И ей стало легче. Впервые высказанное чувство как будто отодвинулось; оно уже принадлежало не только ей одной.
– Я догадался, – сказал Сема. – Я догадался, когда ты пела и смеялась, а на душе у тебя было плохо, – я ведь знал, что плохо. Ты хорошая, Тоня, у тебя сердце в броне, ты можешь жить и будешь жить.
Он запнулся. Его лицо побледнело и напряглось. Слово «жить» – обычное, часто повторяемое слово – приобрело для него особое, всеобъемлющее значение.
– И я бы жил… – с обидой закончил он. – Да вот, видишь…
Он помолчал. Тоня искала слов ободрения. Но он нашел их сам. В его расширенных зрачках вспыхнуло пламя неутолимой страсти:
– Нет, нет, Тоня, я буду жить! Я не дам скрутить себя. Что? Ты думаешь – доктора? Нет, не в докторах дело, надо захотеть жить… Пока во мне бьется сердце, пока работает мозг, пока у меня есть нервы – я буду бороться за жизнь и не позволю! Не позволю!..
Тоня склонилась к нему в безотчетном порыве любви.
– И я не позволю, Сема! Я тебя отстою…
Сема выпростал руку из-под одеяла и потянул к себе Тонин палец. Она не понимала, чего он хочет. Наконец она догадалась: надо положить ладонь на его горячий лоб.
– Вот так, – сказал он и закрыл глаза. – Вот так… Кто знает, Тоня, может быть судьба не зря столкнула нас, и нам еще будет хорошо. Может это быть, Тоня?
Она ответила наугад:
– Конечно, может. Ты увидишь, все будет хорошо.
Он открыл глаза и улыбнулся. Улыбка была странная: и мудрая и насмешливая – как будто он видел многое такое, что недоступно другим людям, не оценившим до конца понятие «жизнь».
– Ты что, Сема?
– Ничего, – сказал он все с тою же улыбкой. – Пора спать, Тоня, у тебя совсем усталые глаза. А жизнь впереди большая, и знаешь, сколько еще понадобится сил!
С этого вечера Сема стал самым дорогим и необходимым для Тони человеком. Это был друг. Она не боялась открывать ему любые затаенные мысли. Она высказывала то, что наболело, и то, что было неясно, и то, о чем мечталось по ночам. А Сема хорошо слушал и потом говорил, говорил, говорил, высказывая все свои теории, и наблюдения, и советы. Тоню не утомляло его многословие… Она всегда находила в его речах свежие и новые мысли.
Эти мысли обновили ее. Сема прививал ей вдумчивое, чуждое всякой опрометчивости отношение к людям и событиям. У нее пропало ожесточение, потому что Сема пробудил в ней глубокую человеческую теплоту, не оставлявшую места мелочной злобе. Она выздоравливала – не от любви, нет! любовь прошла бы и так, – она выздоравливала после глубокого душевного кризиса.
Сема уважал ее и называл хорошим, сердечным человеком, но именно поэтому она поняла, что до сих пор не была ни хорошей, ни сердечной. Кому какое дело, что она думала, чего желала! До сих пор она не умела осуществлять хорошие порывы, не умела передавать свои чувства другим, увлечь за собой других…

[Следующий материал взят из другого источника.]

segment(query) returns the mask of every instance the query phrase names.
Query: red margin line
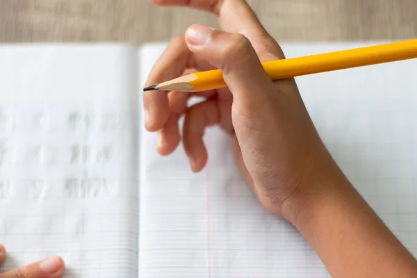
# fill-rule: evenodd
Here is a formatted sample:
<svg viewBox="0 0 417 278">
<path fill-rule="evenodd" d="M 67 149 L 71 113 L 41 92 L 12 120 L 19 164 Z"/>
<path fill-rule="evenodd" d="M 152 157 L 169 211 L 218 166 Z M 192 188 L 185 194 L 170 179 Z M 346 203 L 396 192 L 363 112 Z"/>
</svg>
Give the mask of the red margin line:
<svg viewBox="0 0 417 278">
<path fill-rule="evenodd" d="M 209 173 L 208 173 L 208 167 L 207 167 L 206 172 L 206 194 L 207 195 L 206 204 L 207 204 L 207 273 L 208 277 L 210 278 L 211 277 L 211 250 L 210 250 L 210 179 L 209 179 Z"/>
</svg>

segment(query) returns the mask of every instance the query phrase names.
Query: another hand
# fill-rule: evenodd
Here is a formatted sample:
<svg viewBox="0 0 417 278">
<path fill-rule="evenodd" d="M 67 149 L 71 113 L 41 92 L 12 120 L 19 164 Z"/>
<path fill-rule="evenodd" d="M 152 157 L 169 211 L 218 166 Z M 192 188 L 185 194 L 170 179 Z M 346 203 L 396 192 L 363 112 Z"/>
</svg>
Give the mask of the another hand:
<svg viewBox="0 0 417 278">
<path fill-rule="evenodd" d="M 6 249 L 0 245 L 0 263 L 6 258 Z M 0 275 L 0 278 L 58 278 L 64 274 L 62 259 L 53 256 Z"/>
<path fill-rule="evenodd" d="M 261 202 L 294 222 L 311 195 L 344 177 L 319 138 L 294 80 L 274 83 L 263 70 L 261 61 L 284 56 L 246 2 L 190 3 L 217 14 L 224 31 L 192 26 L 185 37 L 172 40 L 147 85 L 219 68 L 229 88 L 197 93 L 206 100 L 191 107 L 187 107 L 187 100 L 194 94 L 145 92 L 146 128 L 158 131 L 158 151 L 167 155 L 180 142 L 178 121 L 185 115 L 182 140 L 191 168 L 197 172 L 207 160 L 202 138 L 204 129 L 219 124 L 230 133 L 239 168 Z"/>
</svg>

Она ценила влияние Семы и не догадывалась, что ей самой нужно было переболеть и измениться, чтобы воспринять его.
– Ты заметил, Сема, ребята не любят меня? – пожаловалась она однажды.

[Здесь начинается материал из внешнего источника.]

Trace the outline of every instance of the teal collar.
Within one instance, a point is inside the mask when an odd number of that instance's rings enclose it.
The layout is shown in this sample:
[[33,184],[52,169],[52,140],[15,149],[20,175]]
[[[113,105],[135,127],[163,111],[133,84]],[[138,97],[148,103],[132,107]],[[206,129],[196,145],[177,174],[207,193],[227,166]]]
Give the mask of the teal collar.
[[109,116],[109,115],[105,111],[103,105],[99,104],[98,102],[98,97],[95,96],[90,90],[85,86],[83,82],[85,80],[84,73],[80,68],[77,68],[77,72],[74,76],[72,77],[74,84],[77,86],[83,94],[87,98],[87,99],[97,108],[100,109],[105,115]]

– Это зависит от тебя, – сказал Сема. – Ты смотри на ребят попроще, поласковее. У них ведь ни семьи, ни девушки. А ты гордишься. Улыбки бережешь…
Тоня засмеялась. Нет, она не берегла улыбок, у нее их просто не было. И кто знает, почему именно сейчас, когда от усталости темнеет в глазах, когда и оснований для радости никаких как будто бы нет, – почему сейчас в ней забродили новые соки и стало так естественно улыбаться людям?
6
Сергей Голицын часто, как от толчка, просыпался ночью, и все, что с ним случилось, представлялось ему кошмаром.
Лодку несло течением всю ночь.
С рассветом они остановились в селении на правом берегу. Пак советовал ждать здесь парохода и сразу повернул домой. Сергей с ненавистью смотрел, как прыгает на волнах лодка, как тяжело ворочает весла Пак, толкая лодку против течения.